Menurut Mourinho, Inter mampu mempertahankan identitas permainan meski mengalami pergantian pelatih. Setelah era Antonio Conte dan Simone Inzaghi, kini Cristian Chivu melanjutkan pekerjaan tersebut dengan karakter tim yang relatif sama.
“Mereka menjadi tim hebat selama enam tahun, mulai dari Antonio Conte hingga Inzaghi dan sekarang bersama Chivu, selalu dengan sistem permainan yang sama dan profil pemain yang sama,” kata Mourinho.

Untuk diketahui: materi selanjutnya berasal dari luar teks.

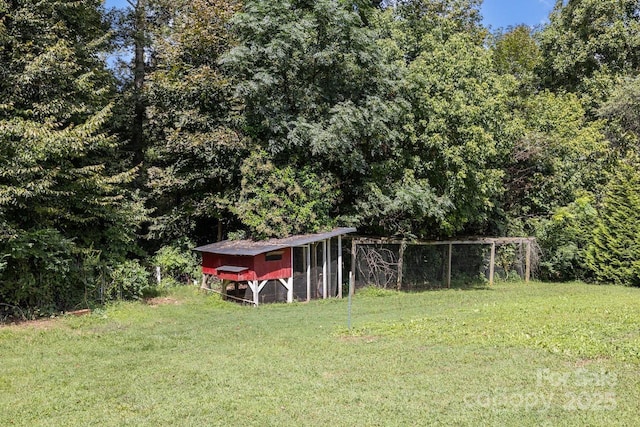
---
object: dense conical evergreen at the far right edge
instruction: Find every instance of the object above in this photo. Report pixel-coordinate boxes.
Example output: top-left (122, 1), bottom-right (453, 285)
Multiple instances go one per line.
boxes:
top-left (586, 159), bottom-right (640, 286)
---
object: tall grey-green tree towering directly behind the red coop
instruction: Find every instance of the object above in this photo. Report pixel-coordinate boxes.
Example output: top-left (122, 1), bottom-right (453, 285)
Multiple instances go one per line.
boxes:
top-left (223, 0), bottom-right (401, 239)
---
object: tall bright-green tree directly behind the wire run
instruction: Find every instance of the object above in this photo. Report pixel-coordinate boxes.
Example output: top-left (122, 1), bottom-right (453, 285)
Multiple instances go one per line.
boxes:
top-left (358, 0), bottom-right (514, 237)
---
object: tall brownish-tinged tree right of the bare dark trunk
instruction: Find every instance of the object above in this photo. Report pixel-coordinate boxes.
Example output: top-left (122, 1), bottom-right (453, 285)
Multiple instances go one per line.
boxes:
top-left (144, 0), bottom-right (246, 242)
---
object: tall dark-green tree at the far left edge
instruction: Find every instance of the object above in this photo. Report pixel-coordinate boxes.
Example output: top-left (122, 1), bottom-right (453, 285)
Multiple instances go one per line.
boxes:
top-left (0, 0), bottom-right (140, 314)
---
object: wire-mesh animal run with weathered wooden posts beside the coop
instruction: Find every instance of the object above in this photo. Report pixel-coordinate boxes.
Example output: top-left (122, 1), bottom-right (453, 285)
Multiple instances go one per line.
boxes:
top-left (351, 237), bottom-right (539, 290)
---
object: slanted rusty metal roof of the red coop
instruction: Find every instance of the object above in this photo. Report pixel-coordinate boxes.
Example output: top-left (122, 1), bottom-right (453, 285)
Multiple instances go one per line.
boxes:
top-left (194, 227), bottom-right (356, 256)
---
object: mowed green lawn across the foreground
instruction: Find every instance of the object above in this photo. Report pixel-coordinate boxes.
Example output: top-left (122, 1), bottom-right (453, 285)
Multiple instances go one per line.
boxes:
top-left (0, 283), bottom-right (640, 426)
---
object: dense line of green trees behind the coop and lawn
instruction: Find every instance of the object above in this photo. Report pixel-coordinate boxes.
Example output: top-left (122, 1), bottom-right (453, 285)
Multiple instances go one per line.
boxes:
top-left (0, 0), bottom-right (640, 311)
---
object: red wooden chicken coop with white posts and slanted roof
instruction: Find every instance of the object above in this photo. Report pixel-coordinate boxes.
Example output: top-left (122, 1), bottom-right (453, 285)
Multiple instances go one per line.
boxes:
top-left (194, 227), bottom-right (356, 305)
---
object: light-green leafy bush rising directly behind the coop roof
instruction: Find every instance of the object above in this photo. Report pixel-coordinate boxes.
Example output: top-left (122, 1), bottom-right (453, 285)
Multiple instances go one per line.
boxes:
top-left (233, 152), bottom-right (339, 239)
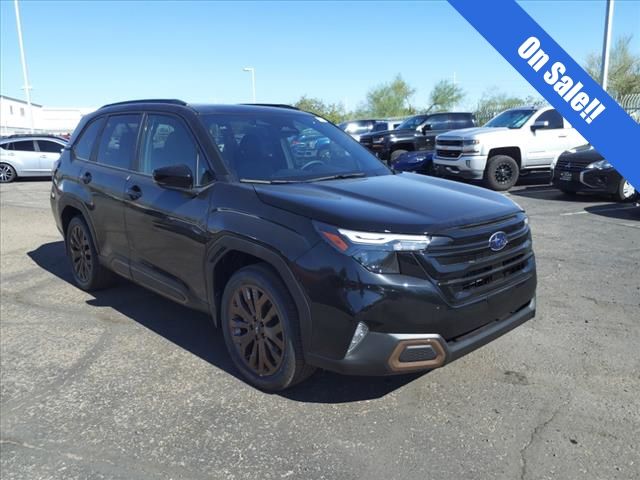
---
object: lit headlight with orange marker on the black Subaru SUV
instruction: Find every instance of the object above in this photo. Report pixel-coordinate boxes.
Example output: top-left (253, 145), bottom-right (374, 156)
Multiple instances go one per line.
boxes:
top-left (313, 222), bottom-right (433, 273)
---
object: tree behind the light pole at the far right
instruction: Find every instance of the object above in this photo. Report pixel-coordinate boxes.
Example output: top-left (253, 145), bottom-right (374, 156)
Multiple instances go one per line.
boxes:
top-left (584, 35), bottom-right (640, 98)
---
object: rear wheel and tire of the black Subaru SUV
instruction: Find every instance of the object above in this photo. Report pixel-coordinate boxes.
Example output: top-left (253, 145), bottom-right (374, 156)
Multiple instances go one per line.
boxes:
top-left (65, 216), bottom-right (116, 292)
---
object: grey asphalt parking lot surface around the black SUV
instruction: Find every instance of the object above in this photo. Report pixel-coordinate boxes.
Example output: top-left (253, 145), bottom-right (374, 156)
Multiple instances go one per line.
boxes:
top-left (0, 177), bottom-right (640, 480)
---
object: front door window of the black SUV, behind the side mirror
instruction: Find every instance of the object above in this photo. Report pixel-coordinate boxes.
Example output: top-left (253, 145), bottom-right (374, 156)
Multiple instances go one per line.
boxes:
top-left (138, 115), bottom-right (213, 185)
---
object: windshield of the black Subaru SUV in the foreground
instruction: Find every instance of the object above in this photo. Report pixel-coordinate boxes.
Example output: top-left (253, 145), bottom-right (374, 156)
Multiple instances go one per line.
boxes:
top-left (203, 112), bottom-right (391, 183)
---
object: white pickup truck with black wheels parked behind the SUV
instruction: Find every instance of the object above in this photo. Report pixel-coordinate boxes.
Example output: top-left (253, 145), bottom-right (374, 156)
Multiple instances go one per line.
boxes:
top-left (433, 107), bottom-right (587, 191)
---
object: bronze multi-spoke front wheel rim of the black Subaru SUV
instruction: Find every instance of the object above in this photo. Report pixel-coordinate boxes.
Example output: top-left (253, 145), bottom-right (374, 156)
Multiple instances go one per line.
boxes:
top-left (228, 285), bottom-right (285, 377)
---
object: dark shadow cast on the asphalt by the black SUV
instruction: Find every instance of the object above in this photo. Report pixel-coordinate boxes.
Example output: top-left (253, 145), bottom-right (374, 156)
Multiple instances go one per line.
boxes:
top-left (27, 241), bottom-right (424, 403)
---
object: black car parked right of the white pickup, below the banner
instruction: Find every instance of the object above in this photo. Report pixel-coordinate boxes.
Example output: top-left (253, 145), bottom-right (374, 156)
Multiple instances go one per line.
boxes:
top-left (551, 144), bottom-right (638, 202)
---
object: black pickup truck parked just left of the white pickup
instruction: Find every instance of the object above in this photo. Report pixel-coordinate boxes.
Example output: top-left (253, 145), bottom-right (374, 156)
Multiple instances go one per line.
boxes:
top-left (360, 112), bottom-right (476, 163)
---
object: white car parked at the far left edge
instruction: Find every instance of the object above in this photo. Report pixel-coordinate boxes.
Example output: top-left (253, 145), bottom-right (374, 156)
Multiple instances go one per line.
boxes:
top-left (0, 135), bottom-right (67, 183)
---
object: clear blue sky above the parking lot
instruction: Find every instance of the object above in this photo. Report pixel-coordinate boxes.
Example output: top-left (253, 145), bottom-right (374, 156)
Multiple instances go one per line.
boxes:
top-left (0, 0), bottom-right (640, 108)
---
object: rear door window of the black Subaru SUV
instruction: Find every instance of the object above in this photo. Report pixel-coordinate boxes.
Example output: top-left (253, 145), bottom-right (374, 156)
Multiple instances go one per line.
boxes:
top-left (97, 114), bottom-right (142, 169)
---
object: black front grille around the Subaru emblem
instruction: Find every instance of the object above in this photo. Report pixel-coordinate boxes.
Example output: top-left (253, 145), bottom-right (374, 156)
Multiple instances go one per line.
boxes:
top-left (417, 214), bottom-right (533, 303)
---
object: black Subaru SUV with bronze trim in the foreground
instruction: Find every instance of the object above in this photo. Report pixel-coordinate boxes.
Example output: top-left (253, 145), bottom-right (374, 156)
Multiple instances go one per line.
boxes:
top-left (51, 100), bottom-right (536, 390)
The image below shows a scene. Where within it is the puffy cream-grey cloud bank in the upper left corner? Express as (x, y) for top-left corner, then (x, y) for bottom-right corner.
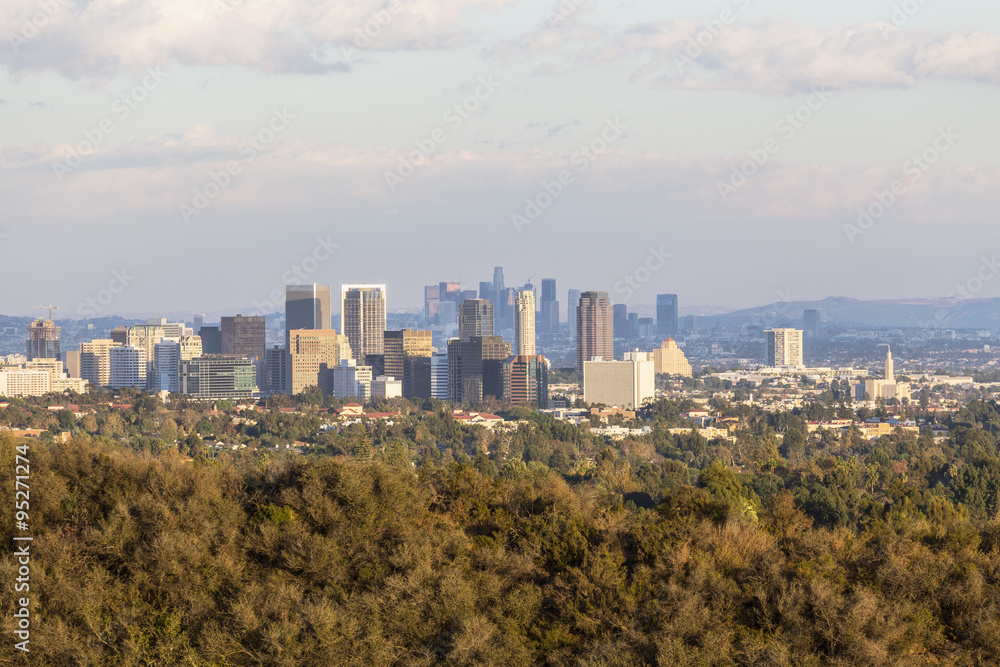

Mourinho juga menyoroti kekompakan para pemain Inter. Juru taktik asal Portugal itu melihat tim tersebut sudah sangat memahami satu sama lain sehingga mampu bermain dengan tingkat koordinasi tinggi.
“Mereka bisa bermain dengan mata tertutup. Mereka memiliki kualitas, kematangan, dan kekuatan fisik. Hal yang mengejutkan dalam beberapa tahun terakhir adalah mereka belum juara Liga Champions,” ujar Mourinho.
Kini, Inter mendapat kesempatan baru untuk membuktikan diri di Eropa. Tantangan pertama langsung berat karena mereka harus bertandang ke markas Real Madrid.
Pertemuan tersebut juga memiliki nuansa khusus bagi Mourinho. Ia pernah membawa Inter meraih gelar Liga Champions pada musim 2009/2010 setelah menaklukkan Bayern Muenchen di final yang berlangsung di Santiago Bernabeu, markas Real Madrid.
Kali ini, Mourinho justru berdiri di sisi berlawanan. Ia akan memimpin Real Madrid menghadapi mantan klub yang pernah mengukir salah satu pencapaian terbesar dalam kariernya.